Japrisot, de son écriture précise et enchanteresse, créer une enquête de l'intérieur (dans la tête de Michèle), où tous les protagonistes se confondent, pour faire éclater la vérité à l'extérieur. Ou quand le polar nous plonge dans des mises en abyme à l'infini, pour mieux perdre un lecteur et démêler une intrigue à la fois.
Premières lignes :
Il était une fois, il y a bien longtemps, trois petites filles, la première Mi, la seconde Do, la troisième La. Elles avaient une marraine qui sentait bon, qui ne les grondait jamais lorsqu'elles n'étaient pas sages, et qu'on nommait marraine Midola.
Un jour, elles sont dans la cour. Marraine embrasse Mi, n'embrasse pas Do, n'embrasse pas La.
Un jour, elles jouent aux mariages. Marraine choisit Mi, ne choisit jamais Do, ne choisit jamais La.
Un jour, elles sont tristes.

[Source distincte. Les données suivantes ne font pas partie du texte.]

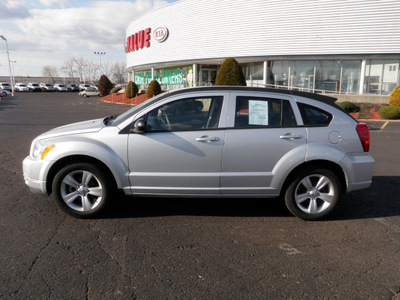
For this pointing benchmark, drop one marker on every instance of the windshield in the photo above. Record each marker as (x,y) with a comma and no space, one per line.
(136,109)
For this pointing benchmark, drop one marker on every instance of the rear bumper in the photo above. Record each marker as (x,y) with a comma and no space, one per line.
(361,171)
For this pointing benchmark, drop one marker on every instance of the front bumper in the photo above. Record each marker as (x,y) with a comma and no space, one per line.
(35,174)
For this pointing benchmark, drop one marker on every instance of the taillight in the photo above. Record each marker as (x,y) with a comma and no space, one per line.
(363,133)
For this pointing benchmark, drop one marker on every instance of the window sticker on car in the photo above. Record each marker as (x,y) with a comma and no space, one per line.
(258,112)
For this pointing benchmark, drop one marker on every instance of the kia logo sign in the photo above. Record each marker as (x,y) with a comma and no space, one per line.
(160,34)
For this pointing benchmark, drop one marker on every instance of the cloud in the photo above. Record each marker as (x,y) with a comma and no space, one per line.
(61,3)
(52,35)
(102,24)
(13,10)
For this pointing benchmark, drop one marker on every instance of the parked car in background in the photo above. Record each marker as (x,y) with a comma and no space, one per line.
(89,92)
(272,143)
(34,87)
(5,86)
(46,87)
(60,87)
(4,92)
(83,86)
(72,87)
(21,87)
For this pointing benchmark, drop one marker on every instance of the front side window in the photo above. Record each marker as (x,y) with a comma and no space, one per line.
(314,116)
(194,113)
(263,112)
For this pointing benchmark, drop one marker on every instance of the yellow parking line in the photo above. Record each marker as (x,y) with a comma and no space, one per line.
(384,125)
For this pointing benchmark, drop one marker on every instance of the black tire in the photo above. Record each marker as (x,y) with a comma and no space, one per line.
(82,190)
(313,194)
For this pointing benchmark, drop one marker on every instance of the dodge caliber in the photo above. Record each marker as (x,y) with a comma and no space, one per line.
(207,142)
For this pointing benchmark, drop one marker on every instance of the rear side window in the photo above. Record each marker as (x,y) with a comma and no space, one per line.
(314,116)
(263,112)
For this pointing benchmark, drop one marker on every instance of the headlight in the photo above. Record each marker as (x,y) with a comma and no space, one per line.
(40,149)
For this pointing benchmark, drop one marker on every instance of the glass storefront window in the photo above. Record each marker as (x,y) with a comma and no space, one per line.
(175,78)
(253,72)
(381,76)
(302,75)
(350,81)
(278,73)
(326,75)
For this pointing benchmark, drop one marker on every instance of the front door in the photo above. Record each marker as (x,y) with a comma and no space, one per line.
(181,150)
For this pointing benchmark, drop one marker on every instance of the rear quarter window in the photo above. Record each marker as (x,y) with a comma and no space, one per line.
(314,116)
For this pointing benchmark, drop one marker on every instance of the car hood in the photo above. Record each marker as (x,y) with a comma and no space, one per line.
(75,128)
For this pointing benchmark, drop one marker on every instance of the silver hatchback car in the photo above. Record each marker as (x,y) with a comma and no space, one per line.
(207,142)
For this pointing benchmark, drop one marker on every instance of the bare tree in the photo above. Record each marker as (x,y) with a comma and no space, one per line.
(106,68)
(69,66)
(80,65)
(119,73)
(50,72)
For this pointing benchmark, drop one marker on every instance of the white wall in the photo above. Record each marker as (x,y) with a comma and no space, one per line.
(206,29)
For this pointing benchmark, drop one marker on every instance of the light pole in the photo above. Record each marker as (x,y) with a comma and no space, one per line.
(100,54)
(13,62)
(9,66)
(63,70)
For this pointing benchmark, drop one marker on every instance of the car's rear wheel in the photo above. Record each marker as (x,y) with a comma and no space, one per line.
(82,190)
(313,194)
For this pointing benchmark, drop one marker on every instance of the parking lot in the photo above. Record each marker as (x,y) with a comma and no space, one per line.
(190,248)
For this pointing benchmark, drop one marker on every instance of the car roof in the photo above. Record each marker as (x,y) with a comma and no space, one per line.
(322,98)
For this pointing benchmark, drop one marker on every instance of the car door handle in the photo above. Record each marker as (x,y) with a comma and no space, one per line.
(290,136)
(206,138)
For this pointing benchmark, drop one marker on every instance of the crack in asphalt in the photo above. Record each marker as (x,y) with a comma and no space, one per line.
(38,256)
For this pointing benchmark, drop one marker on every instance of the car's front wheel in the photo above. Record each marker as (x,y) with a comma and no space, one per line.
(313,194)
(82,190)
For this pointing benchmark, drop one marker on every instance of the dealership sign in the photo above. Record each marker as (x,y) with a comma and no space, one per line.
(141,39)
(160,34)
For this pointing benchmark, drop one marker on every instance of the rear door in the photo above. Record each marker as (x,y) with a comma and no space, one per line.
(262,144)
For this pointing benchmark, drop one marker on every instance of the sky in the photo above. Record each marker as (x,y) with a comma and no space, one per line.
(49,32)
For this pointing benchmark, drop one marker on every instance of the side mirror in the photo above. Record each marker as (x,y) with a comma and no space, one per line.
(139,126)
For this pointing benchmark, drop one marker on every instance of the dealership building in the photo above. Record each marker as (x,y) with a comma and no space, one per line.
(338,46)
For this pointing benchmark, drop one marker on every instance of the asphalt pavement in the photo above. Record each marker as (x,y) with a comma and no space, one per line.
(190,248)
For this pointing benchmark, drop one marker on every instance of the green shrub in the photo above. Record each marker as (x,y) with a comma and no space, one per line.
(105,85)
(349,107)
(131,90)
(230,73)
(394,99)
(153,89)
(390,112)
(115,89)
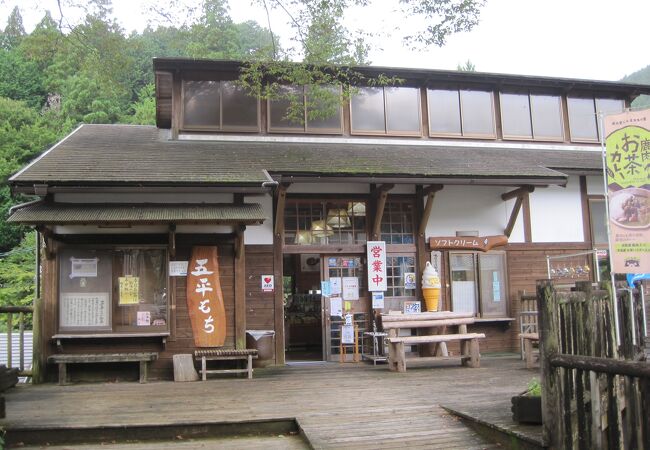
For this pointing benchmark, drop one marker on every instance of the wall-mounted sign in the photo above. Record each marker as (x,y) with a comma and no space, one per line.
(178,268)
(376,266)
(377,300)
(412,307)
(205,299)
(129,290)
(83,267)
(268,283)
(480,243)
(350,288)
(628,190)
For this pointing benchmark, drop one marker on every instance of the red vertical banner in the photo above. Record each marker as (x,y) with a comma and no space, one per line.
(628,190)
(205,299)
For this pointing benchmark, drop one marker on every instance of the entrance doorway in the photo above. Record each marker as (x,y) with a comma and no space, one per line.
(303,308)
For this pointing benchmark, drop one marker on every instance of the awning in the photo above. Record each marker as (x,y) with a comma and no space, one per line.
(106,213)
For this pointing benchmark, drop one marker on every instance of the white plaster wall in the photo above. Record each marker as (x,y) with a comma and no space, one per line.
(469,208)
(329,188)
(143,198)
(595,185)
(260,234)
(556,213)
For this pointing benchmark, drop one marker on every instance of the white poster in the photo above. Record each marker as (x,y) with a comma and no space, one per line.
(377,266)
(84,310)
(377,300)
(347,334)
(350,288)
(178,268)
(83,267)
(336,307)
(335,286)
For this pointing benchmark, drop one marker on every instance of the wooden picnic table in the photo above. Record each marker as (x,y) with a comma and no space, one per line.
(435,330)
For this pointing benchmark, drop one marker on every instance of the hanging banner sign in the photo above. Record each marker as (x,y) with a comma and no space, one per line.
(205,299)
(376,266)
(628,190)
(479,243)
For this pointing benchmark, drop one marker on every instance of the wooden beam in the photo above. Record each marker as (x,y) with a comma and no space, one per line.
(279,208)
(240,289)
(517,192)
(513,216)
(381,194)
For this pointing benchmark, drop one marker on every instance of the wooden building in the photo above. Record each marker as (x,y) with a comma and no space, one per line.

Marraine qui s'en va, pleure avec Mi, ne dit rien à Do, ne dit rien à La.
Des trois petites filles, Mi est la plus jolie, Do la plus intelligente, La est bientôt morte.
Ce film a été adapté au cinéma par André Cayatte en 1965, avec dans les rôles principaux Dany Carrel, Madeleine Robinson et Hubert Noël.